Devletlerin yapısındaki en önemli unsurlardan biri, milletinin kendine öz sahip olduğu töre yapısıdır. Töre, milletlerin tarih sahnesine çıktığı andan itibaren varlık sahasında bulundukları sürece oluşturdukları düzen, kural ve yaşayış biçimlerinden oluşmuş yazısız kuralla bütünüdür. Töre; sosyal ilişkileri düzenler, milli ve dini değerler kapsamında kurallar koyup disiplin ve otorite kurar, birliğin, beraberliğin, dayanışmanın oluşmasını sağlar. Her toplum kendi coğrafi yapısı, inanç ve değer yargıları bakımından kendine öz töreler oluşturmuştur.
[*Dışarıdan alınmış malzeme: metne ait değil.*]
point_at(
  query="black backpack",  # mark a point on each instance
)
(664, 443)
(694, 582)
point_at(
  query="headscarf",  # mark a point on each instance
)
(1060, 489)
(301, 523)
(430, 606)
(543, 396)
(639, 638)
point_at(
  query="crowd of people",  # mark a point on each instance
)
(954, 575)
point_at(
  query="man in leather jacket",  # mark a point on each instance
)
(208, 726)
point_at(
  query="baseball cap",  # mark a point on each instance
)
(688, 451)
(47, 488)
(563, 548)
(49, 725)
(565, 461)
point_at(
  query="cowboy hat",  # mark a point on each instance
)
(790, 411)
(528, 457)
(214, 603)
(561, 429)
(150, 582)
Töre, bir millet için çok önem arz eden,  toplumları ayakta tutan en önemli dinamiktir. Töre yapısı sağlam olan bir millet, devletini kaybetse de yeniden teşkilatlanıp devlet kurabilir. Nitekim meşhur Türk Atasözünde de belirtildiği üzere “ İl (Devlet) gider, Töre Kalır” sözü bunun bir göstergesidir.
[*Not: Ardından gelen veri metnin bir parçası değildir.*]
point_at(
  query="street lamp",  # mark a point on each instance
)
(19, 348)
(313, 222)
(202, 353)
Bir Milletin töresinin yaşatıldığı, bir devletin en küçük ve en önemli birimi ailedir. Aile bir milletin temel taşıdır. Devletlerin yapılarına bakıldığında görülür ki, aile düzeni ne kadar sağlam temeller üzerine inşa edilmişse ve bu gelecek nesillere korunarak ne kadar aktarılırsa, devlette o denli sağlam bir zeminde olur.
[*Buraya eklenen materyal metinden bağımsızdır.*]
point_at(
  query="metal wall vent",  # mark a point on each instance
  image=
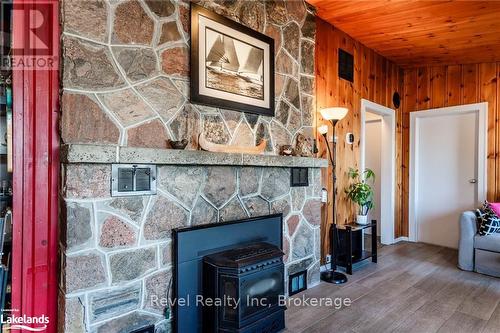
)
(346, 66)
(133, 179)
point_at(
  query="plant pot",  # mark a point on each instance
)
(362, 219)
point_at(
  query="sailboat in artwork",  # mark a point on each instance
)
(253, 68)
(222, 55)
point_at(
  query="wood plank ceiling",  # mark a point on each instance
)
(412, 33)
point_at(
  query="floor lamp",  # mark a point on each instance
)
(333, 115)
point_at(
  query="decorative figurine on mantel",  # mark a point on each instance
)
(303, 146)
(219, 148)
(286, 150)
(172, 144)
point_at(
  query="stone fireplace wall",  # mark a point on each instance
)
(126, 74)
(125, 82)
(117, 251)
Türk Töresinde aile düzenine büyük bir önem verilerek devletin sosyal yapısı ve milli karakteri yüzyıllardır muhafaza edilmeye çalışılmıştır. Bugüne bakıldığında asırlar önceki Türk toplum yapısındaki aile düzenini görmek mümkündür. Bu düzenin korunarak sağlam kalması, aile içerisinde sağlanan eğitimle alakalıdır. Aile içinde verilen eğitim bireyin yetişmesinde toplumun şekillenmesinde çok önemli bir payı vardır.

Ailede anne ve babadan sonra en önemli unsur çocuktur. Türklerde nesli devam ettirdiği için çocuklara çok önem verilirdi. Çocuk sahibi olmak hayli önemli, kıymetliydi. Onun terbiyesine ve yetişmesine çok dikkat edilirdi. Sürekli korku içinde, sert kurallar, disiplinler dâhilinde yetiştirilmez, Ona ağır şiddet ve işkenceler uygulanmazdı. Tabi ki yaptığı yanlış doğrultusunda çocuk cezalandırılırdı ama bu bir imtihan algısıyla yapılırdı.

Türkler çocuk eğitimine çok dikkat ederler, onun hayata iyi hazırlanması için bilinçlendirirlerdi. Eski Türklerde, çocuğa küçük yaşlarda ata binme, savaş ve avcılık eğitimi aldırılırdı. Çocuğa küçük yaşlarda töre bilinci aşılanırdı. Bu aile içi eğitimle sağlanırdı. Nakledilir, demiş ki Dede Korkut: “ Kız Anadan Görmeyince Öğüt Almaz, Oğul Atadan Görmeyince Sufra Çekmez” Ailelerde bu doğrultuda çocuklarına iyi örnek olmaya çalışmışlar ve bu yönde öğütler vermişlerdir.

Türkler çocuğu bir “Tanrı Emaneti” olarak görmüşler ve ona bu şekilde yaklaşmışlardır. İslamiyet kabulünden sonrada Peygamber Efendimizin çocuklara karşı davranışını kendilerine ölçü edinmişlerdir.

Çocuk Türk Töresinde ülkenin ve milletin gelecek nesildeki teminatı olması hasebiyle dini ve milli terbiyeyle yetiştirilmesine, Ona Türk Töresinin dinamiklerinin anlatılmasına dikkat edilmiştir.

Çocuk Türk Töresinde o kadar önemsenmiş ki, Türk Milletinin en buhranlı döneminden büyük zorluklarla çıkıp, millet egemenliğini, milletin iradesi, büyük azmi ve kararlılıkla sağlayıp milletine armağan ettiği, 23 Nisan 1920 ‘de kendinin seçtiği temsilcilerle kendini yönettiği o kutsal günü çocuklara hediye edip bir bayram coşkusuyla kutlamıştır. Dünyada hiçbir milletin çocuğu böylesi bir övünce sahip değildir.

 

Türk Töresini gelecek nesillere taşıyacak, ülke bütünlüğünü sağlayacak, geleceğin büyük Türkiye’sini kuracak, Şanlı, Kahraman, Aziz Ataların Yiğit Torunları olma şuuruyla vatan ve millet sevgisi doğrultusunda, Türk Töresine bağlı sorumlu ve duyarlı nesiller yetişeceğine inanıyoruz.

Bilvesile Millet Egemenliğinin milletin eliyle yürütülmeye başlandığı Türkiye Büyük Millet Meclisinin 94. Yıldönümü kutlu olsun. Emanetlerinin bekleyicisi ve yılmaz savunucusu olduğumuz başta Ulu Önder Gazi Mustafa Kemal Paşa’yı ve Aziz Dava Arkadaşları, kurtarıcı ve kurucu iradenin kahramanlarını rahmetle, minnetle anıyorum…

Türk Milletinin ve çocuklarımızın 23 NİSAN ULUSAL EGEMENLİK VE ÇOCUK BAYRAMI’NI kutlar saygılarımı sunarım.